The Prosperity Partnership saw WMG and JLR collaborate to advance electric vehicle technology and to grow scientific understanding. The aim was to make the UK a global leader in the technology of vehicle electrification, with research specifically focused on battery performance and degradation, new devices and packaging for power electronic, design of electric motors, and the optimisation of electric drives under different conditions. JLR’s vision is that by 2050, almost every car and van in the UK will be an ultra-low emission vehicle.
This collaboration is one of many between WMG and JLR across the past ten years. In the National Automotive Innovation Centre (NAIC), which opened in 2020, JLR and WMG, alongside Tata Motors, are developing next generation future electrified and autonomous vehicles. Sustainability is at the heart of the NAIC’s purpose, so it’s fitting that the research here is vital in the production of electric vehicles. WMG’s insights into the functionality of lithium-ion batteries have even underpinned the battery development for JLR’s first all-electric SUV vehicle (the Jaguar I-PACE, set to release in 2024).

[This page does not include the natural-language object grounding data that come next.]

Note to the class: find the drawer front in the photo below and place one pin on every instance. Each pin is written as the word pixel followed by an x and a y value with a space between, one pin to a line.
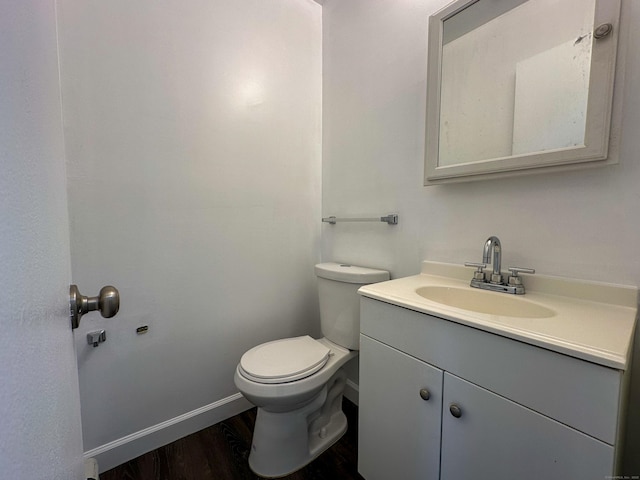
pixel 577 393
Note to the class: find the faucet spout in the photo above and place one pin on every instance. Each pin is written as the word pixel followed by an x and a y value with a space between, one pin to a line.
pixel 493 245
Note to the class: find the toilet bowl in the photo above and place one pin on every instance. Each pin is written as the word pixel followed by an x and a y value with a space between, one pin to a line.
pixel 298 383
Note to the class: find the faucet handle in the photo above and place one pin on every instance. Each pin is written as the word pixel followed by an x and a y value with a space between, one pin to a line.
pixel 514 279
pixel 478 274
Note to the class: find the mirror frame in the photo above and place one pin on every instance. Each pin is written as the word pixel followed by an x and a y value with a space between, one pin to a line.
pixel 598 119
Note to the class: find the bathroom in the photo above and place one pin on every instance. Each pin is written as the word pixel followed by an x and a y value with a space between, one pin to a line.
pixel 204 141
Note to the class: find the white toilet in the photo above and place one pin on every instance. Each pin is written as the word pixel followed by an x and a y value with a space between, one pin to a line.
pixel 297 383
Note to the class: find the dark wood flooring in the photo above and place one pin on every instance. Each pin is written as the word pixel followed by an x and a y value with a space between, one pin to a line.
pixel 221 452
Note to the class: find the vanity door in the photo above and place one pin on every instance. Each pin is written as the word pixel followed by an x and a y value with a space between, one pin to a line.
pixel 485 435
pixel 400 412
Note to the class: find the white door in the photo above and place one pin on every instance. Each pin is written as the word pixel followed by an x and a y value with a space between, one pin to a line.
pixel 40 431
pixel 400 415
pixel 498 439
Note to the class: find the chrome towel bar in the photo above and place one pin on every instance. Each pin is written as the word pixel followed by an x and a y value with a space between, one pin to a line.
pixel 391 219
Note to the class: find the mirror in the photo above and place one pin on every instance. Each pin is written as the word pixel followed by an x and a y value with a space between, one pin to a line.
pixel 517 86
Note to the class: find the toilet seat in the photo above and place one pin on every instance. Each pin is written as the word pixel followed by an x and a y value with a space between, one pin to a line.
pixel 286 360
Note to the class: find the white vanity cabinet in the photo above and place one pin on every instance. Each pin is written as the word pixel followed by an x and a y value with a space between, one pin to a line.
pixel 524 412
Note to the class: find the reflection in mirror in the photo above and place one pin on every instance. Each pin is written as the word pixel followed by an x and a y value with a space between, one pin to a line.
pixel 516 84
pixel 512 85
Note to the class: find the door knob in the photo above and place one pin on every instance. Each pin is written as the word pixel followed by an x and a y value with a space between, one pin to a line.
pixel 107 301
pixel 455 410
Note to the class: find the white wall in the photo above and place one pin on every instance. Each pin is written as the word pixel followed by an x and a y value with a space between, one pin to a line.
pixel 193 135
pixel 582 224
pixel 40 433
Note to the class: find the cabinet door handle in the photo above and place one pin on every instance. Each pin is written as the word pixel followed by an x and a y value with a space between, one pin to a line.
pixel 424 394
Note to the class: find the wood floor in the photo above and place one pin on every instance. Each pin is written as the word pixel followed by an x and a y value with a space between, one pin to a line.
pixel 220 452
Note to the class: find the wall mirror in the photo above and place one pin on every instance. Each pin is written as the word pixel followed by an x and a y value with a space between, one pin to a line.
pixel 518 86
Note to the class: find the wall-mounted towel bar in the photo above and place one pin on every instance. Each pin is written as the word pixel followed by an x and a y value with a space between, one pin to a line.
pixel 391 219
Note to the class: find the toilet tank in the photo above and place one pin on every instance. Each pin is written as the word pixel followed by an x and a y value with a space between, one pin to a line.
pixel 338 285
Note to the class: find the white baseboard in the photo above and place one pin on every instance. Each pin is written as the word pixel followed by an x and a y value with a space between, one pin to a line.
pixel 138 443
pixel 352 391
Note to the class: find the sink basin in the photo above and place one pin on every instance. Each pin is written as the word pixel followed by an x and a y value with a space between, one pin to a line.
pixel 491 303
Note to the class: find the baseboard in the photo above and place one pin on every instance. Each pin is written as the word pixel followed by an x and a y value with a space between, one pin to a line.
pixel 352 391
pixel 127 448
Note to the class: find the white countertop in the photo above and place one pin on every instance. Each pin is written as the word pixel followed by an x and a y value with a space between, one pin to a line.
pixel 593 321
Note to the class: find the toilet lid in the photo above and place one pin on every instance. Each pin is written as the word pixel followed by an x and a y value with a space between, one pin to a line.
pixel 284 360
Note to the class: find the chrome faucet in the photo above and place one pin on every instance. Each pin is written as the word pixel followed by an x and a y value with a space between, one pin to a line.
pixel 493 243
pixel 495 281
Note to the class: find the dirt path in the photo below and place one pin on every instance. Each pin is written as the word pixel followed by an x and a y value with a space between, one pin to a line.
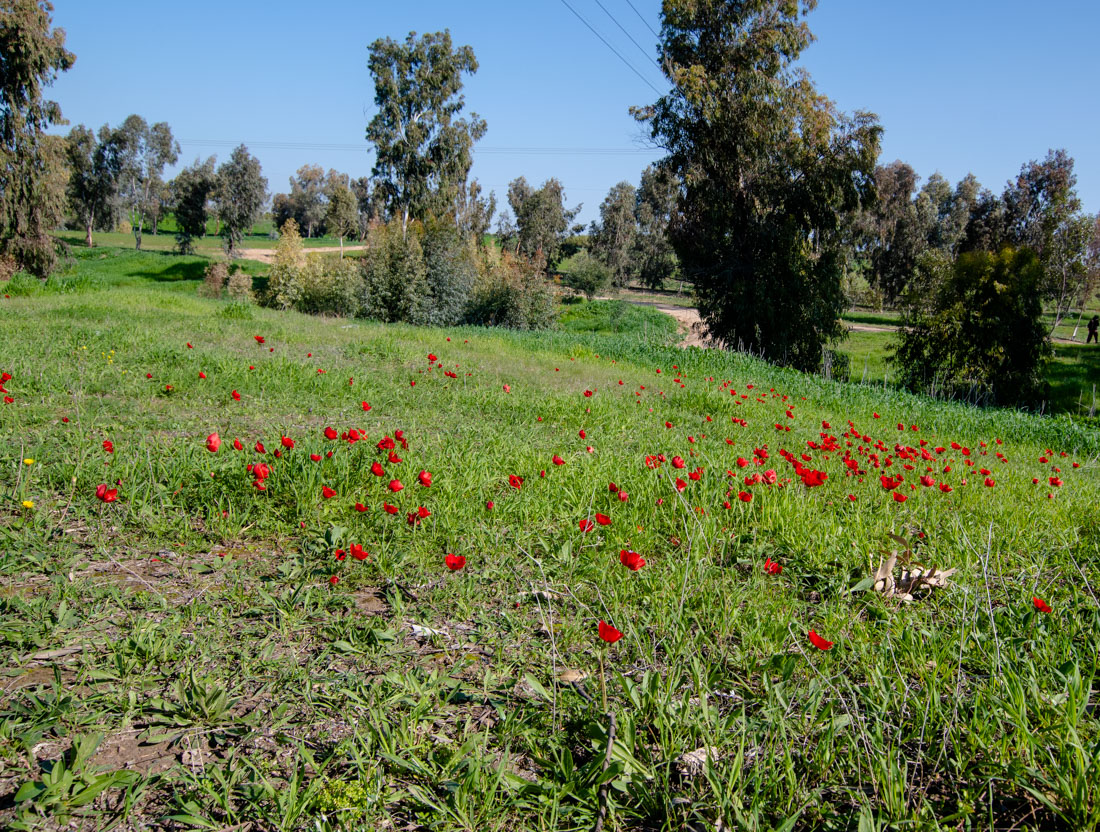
pixel 267 255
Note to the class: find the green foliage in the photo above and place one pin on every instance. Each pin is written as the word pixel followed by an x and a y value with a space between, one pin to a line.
pixel 240 195
pixel 974 327
pixel 769 167
pixel 395 275
pixel 587 274
pixel 33 171
pixel 190 196
pixel 510 291
pixel 422 151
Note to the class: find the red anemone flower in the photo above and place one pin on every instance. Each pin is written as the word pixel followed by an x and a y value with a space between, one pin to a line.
pixel 608 633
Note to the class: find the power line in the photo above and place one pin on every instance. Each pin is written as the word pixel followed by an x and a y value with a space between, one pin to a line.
pixel 535 151
pixel 644 20
pixel 623 29
pixel 617 54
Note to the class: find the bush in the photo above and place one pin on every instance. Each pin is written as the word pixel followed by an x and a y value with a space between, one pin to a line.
pixel 510 292
pixel 213 280
pixel 587 274
pixel 240 286
pixel 974 328
pixel 394 273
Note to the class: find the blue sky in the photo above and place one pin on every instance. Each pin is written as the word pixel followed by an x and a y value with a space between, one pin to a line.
pixel 960 86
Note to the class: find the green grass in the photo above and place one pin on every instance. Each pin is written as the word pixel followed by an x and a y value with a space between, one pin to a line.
pixel 179 658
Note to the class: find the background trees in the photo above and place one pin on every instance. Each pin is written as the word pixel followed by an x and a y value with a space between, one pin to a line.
pixel 190 194
pixel 32 164
pixel 422 150
pixel 769 167
pixel 241 194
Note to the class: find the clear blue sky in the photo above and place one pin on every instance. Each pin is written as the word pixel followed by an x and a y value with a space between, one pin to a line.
pixel 960 86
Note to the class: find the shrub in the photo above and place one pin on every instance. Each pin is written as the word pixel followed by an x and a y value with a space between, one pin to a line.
pixel 974 327
pixel 284 283
pixel 213 280
pixel 240 286
pixel 394 273
pixel 509 291
pixel 587 274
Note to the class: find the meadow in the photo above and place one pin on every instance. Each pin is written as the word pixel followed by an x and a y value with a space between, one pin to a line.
pixel 263 570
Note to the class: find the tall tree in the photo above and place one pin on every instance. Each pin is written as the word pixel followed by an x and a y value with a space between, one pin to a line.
pixel 655 208
pixel 32 164
pixel 769 168
pixel 614 234
pixel 542 221
pixel 94 176
pixel 145 151
pixel 241 194
pixel 422 150
pixel 190 196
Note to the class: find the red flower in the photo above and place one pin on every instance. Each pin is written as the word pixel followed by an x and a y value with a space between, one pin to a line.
pixel 608 633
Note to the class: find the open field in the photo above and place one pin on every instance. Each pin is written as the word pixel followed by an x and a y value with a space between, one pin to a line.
pixel 200 653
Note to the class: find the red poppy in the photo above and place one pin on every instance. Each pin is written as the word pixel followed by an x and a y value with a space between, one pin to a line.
pixel 608 633
pixel 106 494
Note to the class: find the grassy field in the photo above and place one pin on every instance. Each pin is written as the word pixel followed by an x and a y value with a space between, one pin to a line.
pixel 191 650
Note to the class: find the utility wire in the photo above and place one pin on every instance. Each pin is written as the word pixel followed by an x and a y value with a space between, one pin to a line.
pixel 617 54
pixel 642 20
pixel 630 36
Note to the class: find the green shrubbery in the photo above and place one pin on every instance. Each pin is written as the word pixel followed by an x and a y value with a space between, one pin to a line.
pixel 430 275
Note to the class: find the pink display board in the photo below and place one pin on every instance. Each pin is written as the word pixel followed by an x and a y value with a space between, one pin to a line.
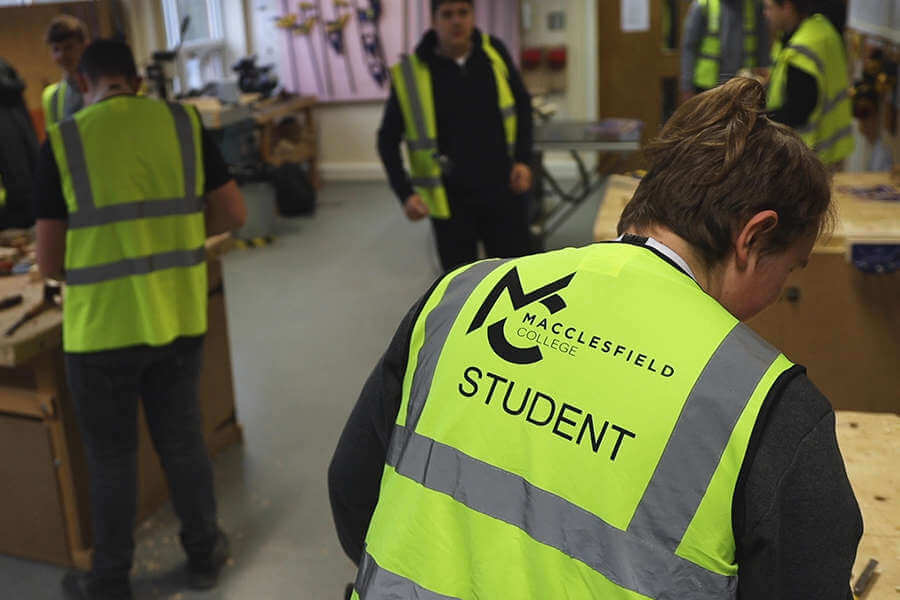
pixel 341 50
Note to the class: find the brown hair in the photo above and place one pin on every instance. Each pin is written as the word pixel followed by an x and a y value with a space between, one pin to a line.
pixel 717 162
pixel 63 27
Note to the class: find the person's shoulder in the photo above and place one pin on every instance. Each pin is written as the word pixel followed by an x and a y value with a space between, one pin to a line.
pixel 795 407
pixel 48 90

The sustainability benefits
- Collaborations between WMG and JLR have resulted in the production of an all-electric vehicle. This means the car has no tailpipe, so no carbon dioxide emissions will be produced while driving. As electric vehicles replace standard vehicles, air pollution will be considerably reduced.
- Electric vehicles run on... you guessed it, electricity! This is instead of the typical diesel or petrol fuels which are non-renewable energy sources. The switch to renewable electricity is much more sustainable.
- Once an electric car battery or the car itself has come to the end of its life, some parts of it can be recycled or reused. EVs are often much easier to recycle than standard vehicles because they don’t have oily engine parts that will need depolluting.